Adam azmanı, bir zaman “Pirimiz Adem babadır Cenneti verdik kumara” deyip “Ey erenler tutun koptum” diye dümbeleğini gümleterek naralandı. Sonra elini kaldırıp takımı susturarak, dua okur gibi, söylenmeye başladı:
– Dinle gör ne söyler. Adem ejderhası. Derviş Pir Elvan! Sözün aslı gönüldür. Gönül hakları evidir. Kim dışa baktı, gaflet ipini boynuna taktı. Gönülden haberi olmayan eşşeeek, ne anlasın cevahir taşından! Bu gövde kalıp, sana kiralanıp… içinde rençperlik etsen gerek! Define bulsan gerek! Âdem ejderhası, şurdan burdan karmakarışık derlediği lafları duaya benzeterek söylediğinden soluklanmak için durdukça,
Liya korkuyla “Amin” diyor, Mavro da Ortodoks istavrozu çıkarıyordu.
-Kâh saraylara kerpiç, kâh ayaklar altında hiç olduk. Kâh çıktık başa gül olduk, kâh yere saçıldık kül olduk. Kâh avcı olduk avladık, kâh av olup avlandık. Kâh öğrenci olup öğrendik, kâh bilgin olup öğrettik. Kâh ataya oğul olduk, kâh oğula ata… Kâh yağmur olup yere yağdık, kâh bulut olup göğe ağdık. İşiteni koy, görenden al haberi… Yolsuza sapmaktan iz iyi… Bakın ihvanlar! Hesap günü ki, sormak günüdür, burada adem, deniz gibi derin ola, yer gibi sakin ola, ateş gibi, çiği pişirici ola, su gibi engine vara, yel gibi her yeri dolana… Burada cimriler zordadır, verimkârlar keyifte… Sevenler sevilir, sevmeyene yuf! Tarla tutmak, ev kurmak, işe koşulmak nedir? Koşulana yuf! Havada gezinen bulutlar, esen yeller, yağan yağmurlar senin için çabalamaz mı? Bilmeyene yuf! Gün senin için doğar, gece senin için gelir! Gövde canla diridir. Kılavuz bulundu, yol bilindi. Şaşırana yuf! Ey ermişlerin izini izleyenler, uyarıcı eteğine yapışanlar, ardınca gidenler, “Konağa erişmek zor” demeli değil! Bir kişi, hak ister olursa nerden istesin? Kendinden istesin! Nasıl istesin? Soyunup istesin!

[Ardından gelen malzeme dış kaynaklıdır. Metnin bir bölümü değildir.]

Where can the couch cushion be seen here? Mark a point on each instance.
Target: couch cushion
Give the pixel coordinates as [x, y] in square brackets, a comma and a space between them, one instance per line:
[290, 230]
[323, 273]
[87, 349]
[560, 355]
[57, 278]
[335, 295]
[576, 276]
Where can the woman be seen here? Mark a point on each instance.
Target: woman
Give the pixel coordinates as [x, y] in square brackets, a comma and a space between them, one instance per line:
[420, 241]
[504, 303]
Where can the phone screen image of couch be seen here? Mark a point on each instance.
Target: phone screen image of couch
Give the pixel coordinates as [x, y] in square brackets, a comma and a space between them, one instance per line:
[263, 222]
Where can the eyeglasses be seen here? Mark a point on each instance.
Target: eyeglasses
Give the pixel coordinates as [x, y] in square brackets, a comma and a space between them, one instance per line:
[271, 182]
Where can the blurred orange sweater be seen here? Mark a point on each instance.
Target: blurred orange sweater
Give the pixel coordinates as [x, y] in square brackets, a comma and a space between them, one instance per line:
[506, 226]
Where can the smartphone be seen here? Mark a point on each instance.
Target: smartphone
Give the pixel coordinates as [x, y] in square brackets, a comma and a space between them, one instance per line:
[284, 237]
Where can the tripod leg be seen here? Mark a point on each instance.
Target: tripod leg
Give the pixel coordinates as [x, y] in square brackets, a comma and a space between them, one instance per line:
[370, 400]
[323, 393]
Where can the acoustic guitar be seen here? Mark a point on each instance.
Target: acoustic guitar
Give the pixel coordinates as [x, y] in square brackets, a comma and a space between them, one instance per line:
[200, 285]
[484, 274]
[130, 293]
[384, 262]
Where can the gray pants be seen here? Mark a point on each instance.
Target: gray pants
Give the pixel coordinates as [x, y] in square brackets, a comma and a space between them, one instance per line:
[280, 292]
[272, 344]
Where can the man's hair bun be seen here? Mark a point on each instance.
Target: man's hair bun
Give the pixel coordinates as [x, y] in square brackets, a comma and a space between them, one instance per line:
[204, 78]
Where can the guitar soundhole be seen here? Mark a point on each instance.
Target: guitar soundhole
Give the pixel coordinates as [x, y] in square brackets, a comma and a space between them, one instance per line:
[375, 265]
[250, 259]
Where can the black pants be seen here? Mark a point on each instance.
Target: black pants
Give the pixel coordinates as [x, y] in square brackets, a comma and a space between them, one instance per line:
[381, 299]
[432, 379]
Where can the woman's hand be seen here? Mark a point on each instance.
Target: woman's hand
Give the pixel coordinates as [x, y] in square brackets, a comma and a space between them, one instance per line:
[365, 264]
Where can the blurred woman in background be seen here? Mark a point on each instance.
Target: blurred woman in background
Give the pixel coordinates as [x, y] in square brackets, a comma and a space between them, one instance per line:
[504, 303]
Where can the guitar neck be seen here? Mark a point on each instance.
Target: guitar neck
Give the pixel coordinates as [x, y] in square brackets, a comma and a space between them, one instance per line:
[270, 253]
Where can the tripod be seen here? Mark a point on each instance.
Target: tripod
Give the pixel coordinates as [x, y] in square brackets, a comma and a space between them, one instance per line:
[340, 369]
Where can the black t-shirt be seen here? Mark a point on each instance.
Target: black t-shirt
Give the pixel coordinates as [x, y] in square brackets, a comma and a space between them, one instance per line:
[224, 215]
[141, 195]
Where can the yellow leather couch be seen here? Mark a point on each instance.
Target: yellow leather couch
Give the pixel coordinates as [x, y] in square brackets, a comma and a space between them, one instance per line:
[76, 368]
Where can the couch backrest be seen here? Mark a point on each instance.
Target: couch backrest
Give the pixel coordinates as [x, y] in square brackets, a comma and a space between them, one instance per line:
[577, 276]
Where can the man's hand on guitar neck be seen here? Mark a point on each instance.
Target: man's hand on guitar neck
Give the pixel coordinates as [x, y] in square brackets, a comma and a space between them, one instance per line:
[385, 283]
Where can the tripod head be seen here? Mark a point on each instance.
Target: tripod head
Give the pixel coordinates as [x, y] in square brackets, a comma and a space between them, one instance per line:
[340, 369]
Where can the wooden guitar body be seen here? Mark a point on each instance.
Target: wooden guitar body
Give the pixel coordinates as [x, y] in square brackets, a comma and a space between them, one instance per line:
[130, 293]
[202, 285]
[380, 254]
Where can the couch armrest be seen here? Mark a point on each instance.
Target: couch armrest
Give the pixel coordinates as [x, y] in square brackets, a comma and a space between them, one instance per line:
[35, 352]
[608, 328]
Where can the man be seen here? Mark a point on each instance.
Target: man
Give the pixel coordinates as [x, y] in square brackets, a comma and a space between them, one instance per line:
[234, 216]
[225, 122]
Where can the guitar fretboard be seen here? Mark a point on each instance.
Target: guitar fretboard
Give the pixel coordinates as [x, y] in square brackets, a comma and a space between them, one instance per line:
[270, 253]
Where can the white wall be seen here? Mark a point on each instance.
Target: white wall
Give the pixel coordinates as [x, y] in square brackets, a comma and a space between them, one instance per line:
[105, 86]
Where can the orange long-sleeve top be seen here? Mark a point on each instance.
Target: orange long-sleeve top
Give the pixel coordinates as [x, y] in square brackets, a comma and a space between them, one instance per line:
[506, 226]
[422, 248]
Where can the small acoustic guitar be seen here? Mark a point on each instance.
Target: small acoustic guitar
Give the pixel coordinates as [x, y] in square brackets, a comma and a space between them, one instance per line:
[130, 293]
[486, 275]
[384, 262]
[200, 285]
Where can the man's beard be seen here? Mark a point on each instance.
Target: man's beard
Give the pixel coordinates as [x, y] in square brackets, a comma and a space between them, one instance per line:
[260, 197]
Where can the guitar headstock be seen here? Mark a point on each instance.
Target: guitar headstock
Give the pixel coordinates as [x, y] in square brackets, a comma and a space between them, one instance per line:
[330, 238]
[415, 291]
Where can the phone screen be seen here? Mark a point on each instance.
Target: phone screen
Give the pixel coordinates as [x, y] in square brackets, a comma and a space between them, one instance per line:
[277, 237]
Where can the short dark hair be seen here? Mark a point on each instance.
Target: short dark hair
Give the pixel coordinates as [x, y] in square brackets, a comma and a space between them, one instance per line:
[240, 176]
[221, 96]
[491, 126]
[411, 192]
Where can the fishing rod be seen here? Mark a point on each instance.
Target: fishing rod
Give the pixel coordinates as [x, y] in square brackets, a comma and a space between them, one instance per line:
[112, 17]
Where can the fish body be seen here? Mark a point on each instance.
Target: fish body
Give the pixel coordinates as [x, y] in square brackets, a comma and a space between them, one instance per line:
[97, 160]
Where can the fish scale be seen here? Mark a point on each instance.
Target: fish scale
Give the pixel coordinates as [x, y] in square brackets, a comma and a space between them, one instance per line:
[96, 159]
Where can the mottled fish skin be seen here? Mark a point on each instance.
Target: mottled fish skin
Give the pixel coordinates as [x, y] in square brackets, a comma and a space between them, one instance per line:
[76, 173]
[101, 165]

Herif birinci “istesin’de yürümeye başlamış, üçüncü “istesin”i hana girerken söylemişti.
Şövalye Notüs Gladyüs geriden gelenlere baktı. Dilenci esir belki zincirin verdiği alışkanlıktan, belki yollar ayağını vurduğundan topallıyor, zinciri ince olduğu halde görüntüsü insanın yüreğine dokunuyordu. Orta boylu, zayıftı. Sapsarı süzgün yüzüyle bir çalım, Aydın’ın deniz leventleri kılığına girmiş İsa’ya benziyordu.

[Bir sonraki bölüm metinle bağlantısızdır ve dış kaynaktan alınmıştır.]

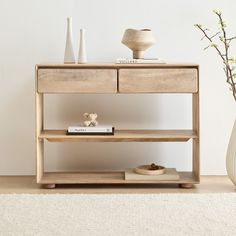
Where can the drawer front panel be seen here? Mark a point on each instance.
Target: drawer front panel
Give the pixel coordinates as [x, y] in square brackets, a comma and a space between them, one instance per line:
[77, 81]
[158, 80]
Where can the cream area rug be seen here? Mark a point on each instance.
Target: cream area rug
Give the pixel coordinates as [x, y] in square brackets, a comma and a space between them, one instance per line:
[118, 214]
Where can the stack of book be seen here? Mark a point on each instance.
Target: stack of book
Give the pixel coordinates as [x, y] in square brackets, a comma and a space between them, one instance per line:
[97, 130]
[139, 61]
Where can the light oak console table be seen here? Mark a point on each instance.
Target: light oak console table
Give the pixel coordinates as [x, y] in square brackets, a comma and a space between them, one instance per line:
[116, 79]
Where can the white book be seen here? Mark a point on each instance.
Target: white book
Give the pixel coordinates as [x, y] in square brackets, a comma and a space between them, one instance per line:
[139, 61]
[96, 129]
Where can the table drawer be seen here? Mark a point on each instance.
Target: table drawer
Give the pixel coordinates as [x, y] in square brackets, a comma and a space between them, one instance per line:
[77, 81]
[158, 80]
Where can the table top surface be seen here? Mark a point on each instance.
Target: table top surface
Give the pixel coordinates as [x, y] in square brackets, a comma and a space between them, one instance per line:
[115, 65]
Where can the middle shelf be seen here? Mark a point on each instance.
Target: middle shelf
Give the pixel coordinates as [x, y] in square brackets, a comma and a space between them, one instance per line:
[122, 136]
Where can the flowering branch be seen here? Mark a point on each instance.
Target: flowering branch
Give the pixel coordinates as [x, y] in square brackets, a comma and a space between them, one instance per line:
[229, 62]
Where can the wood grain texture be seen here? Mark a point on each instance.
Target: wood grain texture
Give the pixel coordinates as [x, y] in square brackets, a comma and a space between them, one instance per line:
[39, 142]
[158, 80]
[106, 178]
[196, 142]
[115, 66]
[122, 136]
[102, 78]
[77, 81]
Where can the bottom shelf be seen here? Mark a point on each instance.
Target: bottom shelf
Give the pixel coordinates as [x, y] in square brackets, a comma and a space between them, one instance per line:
[108, 178]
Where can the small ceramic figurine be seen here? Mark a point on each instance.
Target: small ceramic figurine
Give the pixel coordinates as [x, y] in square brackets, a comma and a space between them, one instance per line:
[90, 119]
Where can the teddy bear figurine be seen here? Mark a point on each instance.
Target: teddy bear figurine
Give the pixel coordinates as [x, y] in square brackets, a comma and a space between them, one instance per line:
[90, 119]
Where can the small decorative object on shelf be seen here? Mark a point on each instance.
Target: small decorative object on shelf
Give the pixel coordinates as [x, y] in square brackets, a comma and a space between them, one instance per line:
[221, 42]
[138, 41]
[69, 56]
[145, 173]
[98, 130]
[152, 169]
[82, 48]
[90, 119]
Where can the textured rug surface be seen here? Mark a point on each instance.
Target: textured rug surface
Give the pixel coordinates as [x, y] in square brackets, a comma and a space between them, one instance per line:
[118, 214]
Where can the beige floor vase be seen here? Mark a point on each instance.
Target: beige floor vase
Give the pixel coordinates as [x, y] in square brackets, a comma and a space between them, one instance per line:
[231, 156]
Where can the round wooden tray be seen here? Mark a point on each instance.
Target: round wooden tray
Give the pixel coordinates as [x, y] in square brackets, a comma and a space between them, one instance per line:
[145, 170]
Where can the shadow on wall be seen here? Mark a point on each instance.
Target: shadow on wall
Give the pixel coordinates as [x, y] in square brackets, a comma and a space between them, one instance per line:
[17, 152]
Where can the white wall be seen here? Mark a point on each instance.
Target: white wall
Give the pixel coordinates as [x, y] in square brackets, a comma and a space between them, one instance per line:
[34, 32]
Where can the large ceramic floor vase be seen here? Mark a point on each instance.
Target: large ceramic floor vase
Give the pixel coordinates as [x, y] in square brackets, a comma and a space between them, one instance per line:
[231, 156]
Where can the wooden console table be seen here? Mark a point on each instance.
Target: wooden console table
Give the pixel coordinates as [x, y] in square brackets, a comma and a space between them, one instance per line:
[114, 79]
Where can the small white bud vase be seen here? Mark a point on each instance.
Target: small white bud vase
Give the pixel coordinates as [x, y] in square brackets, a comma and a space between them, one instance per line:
[69, 56]
[82, 48]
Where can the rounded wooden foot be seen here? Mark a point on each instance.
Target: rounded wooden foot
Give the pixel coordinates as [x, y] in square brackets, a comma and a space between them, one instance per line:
[49, 186]
[186, 185]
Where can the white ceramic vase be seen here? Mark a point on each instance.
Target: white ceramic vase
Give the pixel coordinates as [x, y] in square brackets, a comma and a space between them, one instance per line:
[82, 48]
[231, 156]
[69, 56]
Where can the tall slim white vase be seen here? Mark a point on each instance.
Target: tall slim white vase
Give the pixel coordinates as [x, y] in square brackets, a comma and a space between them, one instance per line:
[231, 156]
[69, 56]
[82, 48]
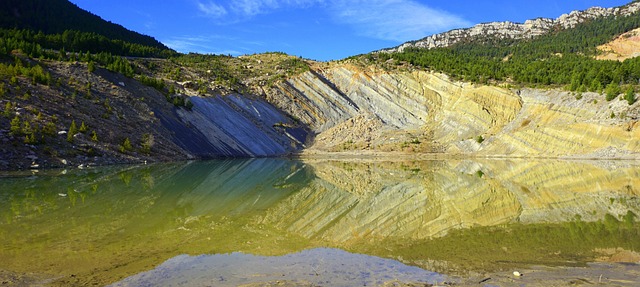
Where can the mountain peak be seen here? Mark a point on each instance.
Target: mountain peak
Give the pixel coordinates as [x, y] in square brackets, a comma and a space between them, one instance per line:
[511, 30]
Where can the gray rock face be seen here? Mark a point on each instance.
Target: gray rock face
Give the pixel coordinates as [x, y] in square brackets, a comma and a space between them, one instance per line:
[235, 126]
[510, 30]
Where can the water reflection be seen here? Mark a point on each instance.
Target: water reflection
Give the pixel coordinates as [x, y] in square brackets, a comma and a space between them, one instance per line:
[102, 225]
[316, 267]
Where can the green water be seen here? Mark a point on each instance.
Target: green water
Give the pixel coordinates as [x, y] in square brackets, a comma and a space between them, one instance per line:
[99, 226]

Şövalye Notüs Gladyüs bu benzerlikten çok, bütün savaşçılarda aralıksız sürüp giden esir düşmek korkusuyla, adama bakarken, enikonu bunalmıştı. Evet esir düşmek rezillikti. Yoksul kimsesiz savaşçılar, savaşın kaybedildiğini, savuşmak umudunun kalmadığını anlayınca zırhlarını, tolgalarını çıkarıp boğuşmanın en kızgın yerine atılarak öldürücü yarayı bu yüzden arıyorlardı.